Daily AI digest per stock: Anthropic Claude Haiku 4.5 (default; configurable at /settings/ai). Input: last 24h headlines + materiality scores + recent earnings. Output: 200-500 word summary, sentiment call, flagged risks, direction (warming/stable/cooling). ~€0.001-0.003 per digest.

Theses (bull/bear): Claude Sonnet 4.5 for heavier thesis snapshots. Generates short summary + long version + bull case + bear case + pivot-from-previous. Regenerated on demand or via cron when digest direction shifts strongly from previous.

Decisions engine top-5 setups: deterministic filter (RSI ∈ [35,70], conviction ≥50, earnings ≥3d, etc.) across all 165 stocks → ranked top-5 → Claude writes entry plan per setup. No AI in the ranking itself — only in the written explanation.

Per-stock Q&A: single-shot Haiku call with the full stock context (digest, news, financials, analyst, insider, thesis) pre-injected. No tool loop, no retrieval — feed all relevant data, get a focused answer.

Refresh cadence

News collection: daily 22:30 CET (after US close + before EU open next day). ~5,000 articles/day.

Classify (sentiment + materiality): every 10 min, automatic on newly unclassified articles.

Digests: daily 22:35 CET, one per stock with activity in the last 24h.

Decisions engine: daily 22:45 CET on weekdays. Top-5 setups for the next trading day.

Earnings + analyst snapshots: daily 06:00 CET via fundamentals sync.

Financial statements + holders: weekly (quarterly filings don't change more often).

Macro (FRED + Yahoo indices): daily 04:00 CET.

Alerts: after each classify batch (~10 min) + after each price-sync (~5 min in market hours). 4h cooldown per alert.

Privacy + isolation

All data is per-user isolated at the DB level via row-level user_id filtering. Watchlists, theses, alerts, notes — all yours, not someone else's.

Shared content (digests, news summaries, sentiment scores) is one per symbol — not per user. That keeps AI costs radically low (one digest serves all watchers of a stock) and means we DON'T show per-user AI spend — it's shared.

No third-party analytics. No Google, no Facebook, no Hotjar. Anonymous activity logs with weekly-rotated session IDs for product debugging, nothing more.

What it ISN'T

Not investment advice. Not registered as an investment advisor with the AFM. AI output is research, not recommendations. Decisions are your responsibility.

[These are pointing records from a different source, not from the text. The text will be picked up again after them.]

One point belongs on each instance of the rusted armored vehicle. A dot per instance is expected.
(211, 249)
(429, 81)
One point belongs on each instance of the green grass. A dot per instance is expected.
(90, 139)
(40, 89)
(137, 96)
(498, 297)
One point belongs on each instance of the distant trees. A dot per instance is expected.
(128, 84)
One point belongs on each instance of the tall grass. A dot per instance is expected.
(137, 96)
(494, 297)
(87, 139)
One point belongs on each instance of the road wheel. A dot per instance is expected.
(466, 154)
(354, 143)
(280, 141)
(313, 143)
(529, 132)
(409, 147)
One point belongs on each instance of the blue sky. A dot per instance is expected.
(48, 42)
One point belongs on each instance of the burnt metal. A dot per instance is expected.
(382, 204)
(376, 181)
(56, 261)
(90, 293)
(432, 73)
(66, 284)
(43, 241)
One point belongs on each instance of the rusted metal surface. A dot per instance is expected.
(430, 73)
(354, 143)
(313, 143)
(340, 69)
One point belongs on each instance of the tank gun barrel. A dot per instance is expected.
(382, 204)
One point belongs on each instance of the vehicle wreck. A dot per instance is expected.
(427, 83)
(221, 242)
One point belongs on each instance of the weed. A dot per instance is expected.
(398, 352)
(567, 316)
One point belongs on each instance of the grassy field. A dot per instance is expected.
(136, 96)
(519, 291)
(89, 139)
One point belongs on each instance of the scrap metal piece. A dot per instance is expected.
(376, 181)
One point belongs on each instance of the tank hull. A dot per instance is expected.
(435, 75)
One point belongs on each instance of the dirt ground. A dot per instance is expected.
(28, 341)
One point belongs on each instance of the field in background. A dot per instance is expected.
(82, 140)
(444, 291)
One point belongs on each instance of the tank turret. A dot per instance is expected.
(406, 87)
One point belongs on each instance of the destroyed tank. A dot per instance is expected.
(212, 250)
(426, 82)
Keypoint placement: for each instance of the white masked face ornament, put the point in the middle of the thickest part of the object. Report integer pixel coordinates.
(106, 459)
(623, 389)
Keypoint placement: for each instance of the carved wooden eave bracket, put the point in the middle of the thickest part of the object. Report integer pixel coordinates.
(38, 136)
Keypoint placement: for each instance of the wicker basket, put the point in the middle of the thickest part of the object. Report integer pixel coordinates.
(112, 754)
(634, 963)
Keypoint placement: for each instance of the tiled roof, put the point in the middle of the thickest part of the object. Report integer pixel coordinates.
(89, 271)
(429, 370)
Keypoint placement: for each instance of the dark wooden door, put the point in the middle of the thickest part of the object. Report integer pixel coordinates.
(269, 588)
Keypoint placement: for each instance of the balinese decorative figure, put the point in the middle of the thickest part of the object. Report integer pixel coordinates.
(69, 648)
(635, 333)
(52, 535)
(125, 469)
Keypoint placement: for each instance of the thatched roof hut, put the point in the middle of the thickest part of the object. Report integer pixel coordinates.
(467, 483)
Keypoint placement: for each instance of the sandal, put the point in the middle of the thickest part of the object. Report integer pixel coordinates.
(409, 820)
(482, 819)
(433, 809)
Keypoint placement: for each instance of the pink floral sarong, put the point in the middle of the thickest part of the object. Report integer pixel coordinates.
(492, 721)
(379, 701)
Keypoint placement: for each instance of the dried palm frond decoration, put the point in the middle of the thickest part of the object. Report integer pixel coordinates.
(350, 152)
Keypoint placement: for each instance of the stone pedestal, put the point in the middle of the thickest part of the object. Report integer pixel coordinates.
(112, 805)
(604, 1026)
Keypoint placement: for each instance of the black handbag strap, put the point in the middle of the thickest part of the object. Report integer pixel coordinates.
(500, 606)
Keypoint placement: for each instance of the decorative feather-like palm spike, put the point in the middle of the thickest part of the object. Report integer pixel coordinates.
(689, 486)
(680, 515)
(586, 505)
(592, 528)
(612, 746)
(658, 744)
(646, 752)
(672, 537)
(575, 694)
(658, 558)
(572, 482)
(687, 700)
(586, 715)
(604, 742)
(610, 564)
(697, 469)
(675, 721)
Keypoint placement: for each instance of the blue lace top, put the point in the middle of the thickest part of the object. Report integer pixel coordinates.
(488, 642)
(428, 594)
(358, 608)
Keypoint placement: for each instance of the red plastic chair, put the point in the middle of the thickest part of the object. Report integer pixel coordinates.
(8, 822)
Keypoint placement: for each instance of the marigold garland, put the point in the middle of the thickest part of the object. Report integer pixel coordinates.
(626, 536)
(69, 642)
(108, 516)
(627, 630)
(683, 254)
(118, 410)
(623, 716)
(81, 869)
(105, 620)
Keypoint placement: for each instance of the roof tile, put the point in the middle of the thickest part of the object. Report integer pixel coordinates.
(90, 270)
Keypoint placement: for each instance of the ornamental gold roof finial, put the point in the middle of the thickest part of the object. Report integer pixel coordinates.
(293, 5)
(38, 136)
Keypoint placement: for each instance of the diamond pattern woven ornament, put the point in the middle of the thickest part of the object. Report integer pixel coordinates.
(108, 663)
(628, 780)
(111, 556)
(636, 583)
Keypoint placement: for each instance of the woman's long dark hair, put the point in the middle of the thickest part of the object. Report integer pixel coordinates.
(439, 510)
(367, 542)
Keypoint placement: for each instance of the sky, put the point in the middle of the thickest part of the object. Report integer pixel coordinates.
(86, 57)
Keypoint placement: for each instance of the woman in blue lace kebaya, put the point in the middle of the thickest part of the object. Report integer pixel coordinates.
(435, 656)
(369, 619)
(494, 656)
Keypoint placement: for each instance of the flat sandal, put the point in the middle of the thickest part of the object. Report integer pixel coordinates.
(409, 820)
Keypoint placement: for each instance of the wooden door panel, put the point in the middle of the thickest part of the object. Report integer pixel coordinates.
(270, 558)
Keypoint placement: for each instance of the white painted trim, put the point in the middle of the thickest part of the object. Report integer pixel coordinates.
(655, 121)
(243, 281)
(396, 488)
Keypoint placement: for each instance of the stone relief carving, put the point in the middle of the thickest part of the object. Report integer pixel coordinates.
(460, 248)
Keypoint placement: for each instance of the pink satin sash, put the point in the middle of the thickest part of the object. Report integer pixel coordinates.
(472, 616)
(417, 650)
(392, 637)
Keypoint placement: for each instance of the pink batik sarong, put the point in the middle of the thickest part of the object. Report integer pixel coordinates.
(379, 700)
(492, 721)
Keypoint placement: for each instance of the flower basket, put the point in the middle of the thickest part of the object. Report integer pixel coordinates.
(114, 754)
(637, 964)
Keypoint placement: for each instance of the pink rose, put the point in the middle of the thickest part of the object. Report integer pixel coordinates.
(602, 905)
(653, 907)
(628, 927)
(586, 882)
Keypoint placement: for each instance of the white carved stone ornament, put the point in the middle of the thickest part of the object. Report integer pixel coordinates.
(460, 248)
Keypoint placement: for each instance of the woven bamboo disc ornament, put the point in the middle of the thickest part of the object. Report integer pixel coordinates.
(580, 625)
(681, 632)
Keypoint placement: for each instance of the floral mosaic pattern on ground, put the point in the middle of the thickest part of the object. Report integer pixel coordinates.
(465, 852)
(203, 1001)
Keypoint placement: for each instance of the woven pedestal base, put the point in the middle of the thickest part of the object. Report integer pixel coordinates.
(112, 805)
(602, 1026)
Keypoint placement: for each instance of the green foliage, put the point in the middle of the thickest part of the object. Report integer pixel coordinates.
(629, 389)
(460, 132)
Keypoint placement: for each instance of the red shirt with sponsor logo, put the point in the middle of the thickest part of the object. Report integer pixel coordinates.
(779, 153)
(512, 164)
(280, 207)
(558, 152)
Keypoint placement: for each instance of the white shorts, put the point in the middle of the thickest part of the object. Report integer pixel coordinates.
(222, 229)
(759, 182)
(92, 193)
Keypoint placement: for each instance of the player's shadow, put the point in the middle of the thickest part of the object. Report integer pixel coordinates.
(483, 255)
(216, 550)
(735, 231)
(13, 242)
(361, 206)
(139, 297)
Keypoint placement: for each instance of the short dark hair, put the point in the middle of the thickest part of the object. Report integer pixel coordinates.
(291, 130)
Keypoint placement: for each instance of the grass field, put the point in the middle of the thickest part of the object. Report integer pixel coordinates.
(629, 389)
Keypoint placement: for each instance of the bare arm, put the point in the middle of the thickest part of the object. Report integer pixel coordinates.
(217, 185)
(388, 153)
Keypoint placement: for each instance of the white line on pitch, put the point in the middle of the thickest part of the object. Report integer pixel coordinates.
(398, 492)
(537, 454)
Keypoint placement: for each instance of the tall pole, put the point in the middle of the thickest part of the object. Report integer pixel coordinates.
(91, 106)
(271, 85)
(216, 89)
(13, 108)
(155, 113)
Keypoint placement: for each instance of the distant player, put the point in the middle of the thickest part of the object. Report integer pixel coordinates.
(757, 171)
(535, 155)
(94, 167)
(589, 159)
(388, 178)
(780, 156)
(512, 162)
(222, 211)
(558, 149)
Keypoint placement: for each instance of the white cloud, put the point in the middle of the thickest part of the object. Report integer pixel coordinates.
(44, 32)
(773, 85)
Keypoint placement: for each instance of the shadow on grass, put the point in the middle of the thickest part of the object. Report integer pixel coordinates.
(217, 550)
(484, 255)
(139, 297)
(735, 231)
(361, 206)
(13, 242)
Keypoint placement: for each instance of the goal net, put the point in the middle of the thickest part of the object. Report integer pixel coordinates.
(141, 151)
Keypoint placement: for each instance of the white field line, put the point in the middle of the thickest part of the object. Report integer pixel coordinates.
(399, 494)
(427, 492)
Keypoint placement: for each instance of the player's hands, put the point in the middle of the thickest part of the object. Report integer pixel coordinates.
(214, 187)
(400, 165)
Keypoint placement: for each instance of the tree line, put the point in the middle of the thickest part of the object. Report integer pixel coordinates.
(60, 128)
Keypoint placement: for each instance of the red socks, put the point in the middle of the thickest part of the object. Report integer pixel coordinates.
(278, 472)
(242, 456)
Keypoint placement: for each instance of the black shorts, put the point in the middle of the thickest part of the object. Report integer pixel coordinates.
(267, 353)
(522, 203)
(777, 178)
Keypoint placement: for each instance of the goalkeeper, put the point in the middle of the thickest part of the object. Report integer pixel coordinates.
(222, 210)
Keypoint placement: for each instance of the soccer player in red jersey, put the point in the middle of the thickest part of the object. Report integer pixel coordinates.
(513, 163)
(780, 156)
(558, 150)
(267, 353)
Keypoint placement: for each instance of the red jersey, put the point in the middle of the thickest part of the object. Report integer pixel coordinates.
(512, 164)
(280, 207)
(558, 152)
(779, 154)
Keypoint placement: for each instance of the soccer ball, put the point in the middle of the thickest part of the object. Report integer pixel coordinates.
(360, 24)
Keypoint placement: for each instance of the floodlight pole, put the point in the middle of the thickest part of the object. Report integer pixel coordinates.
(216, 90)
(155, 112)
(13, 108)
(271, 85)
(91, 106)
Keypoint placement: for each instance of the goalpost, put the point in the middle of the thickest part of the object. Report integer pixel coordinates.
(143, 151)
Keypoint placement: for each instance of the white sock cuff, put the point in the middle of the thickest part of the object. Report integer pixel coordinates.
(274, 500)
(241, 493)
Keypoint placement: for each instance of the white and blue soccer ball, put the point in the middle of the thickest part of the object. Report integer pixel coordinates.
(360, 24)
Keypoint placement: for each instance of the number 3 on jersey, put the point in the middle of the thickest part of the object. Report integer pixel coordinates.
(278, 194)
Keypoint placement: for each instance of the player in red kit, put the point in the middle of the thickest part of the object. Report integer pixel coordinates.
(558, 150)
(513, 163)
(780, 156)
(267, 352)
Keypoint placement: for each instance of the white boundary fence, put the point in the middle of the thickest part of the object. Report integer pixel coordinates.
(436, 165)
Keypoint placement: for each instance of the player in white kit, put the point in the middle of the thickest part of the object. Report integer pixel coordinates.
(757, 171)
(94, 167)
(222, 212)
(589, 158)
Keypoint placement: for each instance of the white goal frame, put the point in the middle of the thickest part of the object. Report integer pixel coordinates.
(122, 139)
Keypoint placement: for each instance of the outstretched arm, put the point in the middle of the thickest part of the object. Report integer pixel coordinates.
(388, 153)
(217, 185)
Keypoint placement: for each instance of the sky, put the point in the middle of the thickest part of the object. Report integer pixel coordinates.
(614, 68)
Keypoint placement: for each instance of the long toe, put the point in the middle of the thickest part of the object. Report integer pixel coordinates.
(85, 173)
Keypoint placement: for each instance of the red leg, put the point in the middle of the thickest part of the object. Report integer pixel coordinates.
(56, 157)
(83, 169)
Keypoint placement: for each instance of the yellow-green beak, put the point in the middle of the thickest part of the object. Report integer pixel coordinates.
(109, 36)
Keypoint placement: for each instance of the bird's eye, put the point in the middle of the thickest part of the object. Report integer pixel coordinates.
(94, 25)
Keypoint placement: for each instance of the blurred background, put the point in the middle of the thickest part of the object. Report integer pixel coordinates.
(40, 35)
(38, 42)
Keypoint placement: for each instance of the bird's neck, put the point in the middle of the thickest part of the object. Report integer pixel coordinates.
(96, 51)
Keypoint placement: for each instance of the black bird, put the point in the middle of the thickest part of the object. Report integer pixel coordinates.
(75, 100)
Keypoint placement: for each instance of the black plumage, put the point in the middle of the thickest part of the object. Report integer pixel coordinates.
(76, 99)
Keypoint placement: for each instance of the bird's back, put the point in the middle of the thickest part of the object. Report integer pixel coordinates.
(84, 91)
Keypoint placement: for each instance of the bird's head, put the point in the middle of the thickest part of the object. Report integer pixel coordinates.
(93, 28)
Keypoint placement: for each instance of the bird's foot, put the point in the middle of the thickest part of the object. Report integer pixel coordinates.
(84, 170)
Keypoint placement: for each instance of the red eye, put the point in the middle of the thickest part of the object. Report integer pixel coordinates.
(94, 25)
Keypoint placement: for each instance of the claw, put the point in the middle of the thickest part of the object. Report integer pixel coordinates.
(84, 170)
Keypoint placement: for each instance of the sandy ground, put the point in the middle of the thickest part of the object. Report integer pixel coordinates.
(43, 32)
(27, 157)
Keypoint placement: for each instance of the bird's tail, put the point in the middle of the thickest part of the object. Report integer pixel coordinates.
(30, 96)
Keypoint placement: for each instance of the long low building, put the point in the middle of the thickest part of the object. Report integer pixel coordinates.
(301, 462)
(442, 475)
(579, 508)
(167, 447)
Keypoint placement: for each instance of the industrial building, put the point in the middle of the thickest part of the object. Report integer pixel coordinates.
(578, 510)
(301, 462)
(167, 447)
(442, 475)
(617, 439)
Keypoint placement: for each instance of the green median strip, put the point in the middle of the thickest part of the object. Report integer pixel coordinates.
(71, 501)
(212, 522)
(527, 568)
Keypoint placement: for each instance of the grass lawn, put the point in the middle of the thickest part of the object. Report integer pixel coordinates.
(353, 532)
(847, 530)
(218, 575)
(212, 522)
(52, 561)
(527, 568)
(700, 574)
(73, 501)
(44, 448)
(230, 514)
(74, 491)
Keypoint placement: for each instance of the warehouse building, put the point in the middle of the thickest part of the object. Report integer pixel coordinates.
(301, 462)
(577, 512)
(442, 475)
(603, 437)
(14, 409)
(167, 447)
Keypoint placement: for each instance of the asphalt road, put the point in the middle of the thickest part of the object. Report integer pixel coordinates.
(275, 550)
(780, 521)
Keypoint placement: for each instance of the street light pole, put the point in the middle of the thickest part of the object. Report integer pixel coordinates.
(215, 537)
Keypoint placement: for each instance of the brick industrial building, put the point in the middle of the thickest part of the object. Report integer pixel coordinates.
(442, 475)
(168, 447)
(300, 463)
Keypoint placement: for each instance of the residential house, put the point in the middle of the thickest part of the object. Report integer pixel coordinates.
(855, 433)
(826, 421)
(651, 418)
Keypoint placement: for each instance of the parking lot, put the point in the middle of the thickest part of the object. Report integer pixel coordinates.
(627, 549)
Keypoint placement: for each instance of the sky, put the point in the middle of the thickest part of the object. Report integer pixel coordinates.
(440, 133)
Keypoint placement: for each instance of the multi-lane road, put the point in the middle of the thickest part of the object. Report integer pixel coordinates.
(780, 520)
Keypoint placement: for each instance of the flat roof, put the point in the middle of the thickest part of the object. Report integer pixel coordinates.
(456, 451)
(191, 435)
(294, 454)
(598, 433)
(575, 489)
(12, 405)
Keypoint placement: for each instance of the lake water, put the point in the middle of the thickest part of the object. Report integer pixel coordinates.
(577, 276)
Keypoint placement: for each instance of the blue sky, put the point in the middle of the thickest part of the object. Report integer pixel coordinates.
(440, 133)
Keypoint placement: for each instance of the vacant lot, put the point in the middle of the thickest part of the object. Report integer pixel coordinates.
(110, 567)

No execution. We don't route orders, open positions, or close losses. For execution, find a broker.

No real-time data. Prices are EOD candles; news ingest runs on a 5–30 min delay. For day-trading this is the wrong tool.

No perfect coverage. Yahoo + Finnhub have gaps for non-US listings, recently published tickers, micro-caps. We leave empty sections empty rather than guess.

AI can be wrong. Sentiment classifier ~70%. Digest AI hallucinates less than a chatbot because we feed structured input, but it's still a statistical model. Citations + raw data are there for verification.